Les projets de recherche Rhyno (2019-2023) et Helmo (2020-2024), financés respectivement par le Casdar et le FSOV, s’intéressent aux nouvelles solutions de gestion des maladies foliaires de l’orge au bénéfice d’une filière brassicole qui révise ses manières de produire. Ces deux projets associent neuf semenciers, l’Inrae et Arvalis qui pilote le tout. Par exemple, les données génétiques obtenues avec Helmo conduiront à la mise au point d’indicateurs agro-climatiques, intégrés aux futurs outils d’aide à la décision. Ainsi, les traitements seront préconisés seulement dans les situations le nécessitant. Enfin, les deux projets comptent élaborer des outils basés sur des marqueurs moléculaires pour identifier les lignées prometteuses dans les schémas de sélection d’orges brassicoles d’hiver et de printemps.

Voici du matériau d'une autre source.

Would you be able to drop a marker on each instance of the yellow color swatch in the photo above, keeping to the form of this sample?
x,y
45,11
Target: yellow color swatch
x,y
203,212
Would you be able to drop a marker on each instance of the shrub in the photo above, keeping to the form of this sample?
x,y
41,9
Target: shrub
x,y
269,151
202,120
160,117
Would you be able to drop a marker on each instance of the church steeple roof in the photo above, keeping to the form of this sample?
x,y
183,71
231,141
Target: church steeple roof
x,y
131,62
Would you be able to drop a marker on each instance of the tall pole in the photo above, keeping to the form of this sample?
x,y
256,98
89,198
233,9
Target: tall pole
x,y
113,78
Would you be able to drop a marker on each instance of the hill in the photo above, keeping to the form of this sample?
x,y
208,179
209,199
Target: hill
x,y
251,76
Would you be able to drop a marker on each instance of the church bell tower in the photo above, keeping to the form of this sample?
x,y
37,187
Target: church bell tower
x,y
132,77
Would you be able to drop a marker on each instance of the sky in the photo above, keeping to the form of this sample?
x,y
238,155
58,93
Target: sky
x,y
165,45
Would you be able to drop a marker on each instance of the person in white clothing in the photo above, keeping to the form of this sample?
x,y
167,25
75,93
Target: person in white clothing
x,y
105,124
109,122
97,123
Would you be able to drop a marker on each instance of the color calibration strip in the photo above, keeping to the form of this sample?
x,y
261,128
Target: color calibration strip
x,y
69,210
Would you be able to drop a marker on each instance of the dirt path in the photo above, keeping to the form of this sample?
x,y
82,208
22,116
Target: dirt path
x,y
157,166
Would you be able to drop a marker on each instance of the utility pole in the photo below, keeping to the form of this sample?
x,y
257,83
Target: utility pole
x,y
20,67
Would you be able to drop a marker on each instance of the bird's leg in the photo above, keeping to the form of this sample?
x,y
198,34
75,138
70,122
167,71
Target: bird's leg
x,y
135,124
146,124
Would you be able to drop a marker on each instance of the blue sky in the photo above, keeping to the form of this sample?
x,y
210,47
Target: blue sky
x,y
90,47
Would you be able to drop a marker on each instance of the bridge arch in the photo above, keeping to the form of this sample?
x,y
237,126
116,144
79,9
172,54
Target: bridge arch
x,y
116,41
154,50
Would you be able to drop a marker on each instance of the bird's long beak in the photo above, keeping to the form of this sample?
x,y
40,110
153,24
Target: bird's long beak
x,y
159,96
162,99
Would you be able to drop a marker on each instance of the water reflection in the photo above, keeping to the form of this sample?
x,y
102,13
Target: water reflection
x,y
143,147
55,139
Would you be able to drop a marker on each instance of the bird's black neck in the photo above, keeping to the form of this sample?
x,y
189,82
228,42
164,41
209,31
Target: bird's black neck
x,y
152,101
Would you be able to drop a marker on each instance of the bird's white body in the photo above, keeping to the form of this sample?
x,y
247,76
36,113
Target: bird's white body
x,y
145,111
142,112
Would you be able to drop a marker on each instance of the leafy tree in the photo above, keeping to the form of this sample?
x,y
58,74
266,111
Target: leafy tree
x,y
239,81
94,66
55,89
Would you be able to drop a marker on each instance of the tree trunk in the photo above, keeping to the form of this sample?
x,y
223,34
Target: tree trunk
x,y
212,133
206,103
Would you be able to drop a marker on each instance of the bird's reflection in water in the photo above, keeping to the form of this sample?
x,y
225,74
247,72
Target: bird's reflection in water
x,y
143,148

Des brassicoles tolérantes JNO
Plusieurs variétés d’orge possèdent déjà la tolérance à la jaunisse nanisante de l’orge (JNO): Amistar, KWS Joyau, Margaux… Mais, une fois testées par la filière brassicole, elles ont été retirées après une année d’observation. D’autres sont testées, à l’exemple de KWS Exquis inscrit en 2021. Cette variété demi-tardive à demi-précoce est tolérante à la JNO, avec un bon comportement à l’ensemble des maladies aériennes, ce qui se traduit par une perte modérée de 11 q/ha en l’absence de protection fongicide. En moyenne pour les deux années d’inscription, KWS Exquis a été très productive, avec 7 % de plus qu’Etincel. De plus, 3 variétés tolérantes JNO inscrites début 2022 sont en test de validation technologique par la filière brassicole : Carrousel, Constel et LG Zelda. L’enjeu reste important pour la filière brassicole. Il faut rappeler qu’une variété sensible peut perdre jusqu’à 60 à 70 % de son rendement, une forte attaque de JNO pouvant faire disparaître les pieds. En revanche, le potentiel de la variété tolérante JNO n’est réduit que de 10 % en cas de forte pression. « Lorsque l’orge est semée à des dates normales, l’efficacité du gène de tolérance JNO approche souvent 100 % », signale Isabelle Chaillet, ingénieure chez Arvalis.
Assemblage variétaux
Sur l’orge, l’assemblage de plusieurs variétés au champ a été testé pour stabiliser les rendements, diminuer l’impact des maladies et de la verse. Les associations sont choisies pour produire une « collaboration » entre les variétés. Elles appliquent aussi le principe de compensation, faisant que la variété la mieux adaptée à la situation de l’année produira au maximum de son potentiel. La culture en mélange de variétés d’orge reste assez peu courante en France, du fait des standards de qualité exigés par les débouchés. Au Danemark, les assemblages de 3 ou 4 variétés d’orge pratiqués sur 9 % des surfaces ont récemment régressé. En effet, le mélange variétal ne garantit pas une germination des grains homogène et synchrone durant le procédé industriel de malterie. Les assemblages sont aussi testés depuis trois ans en Belgique, dans la région wallonne. « Les résultats de notre étude ont clairement mis en évidence que les variétés assemblées offraient des rendements plus stables que les variétés cultivées seules », rapportent les chercheurs belges. « Ils ont également permis d’obtenir de meilleurs résultats en ce qui concerne la résistance à la verse et à l’helminthosporiose ». Ces assemblages restent pour l’instant réservés aux orges fourragères.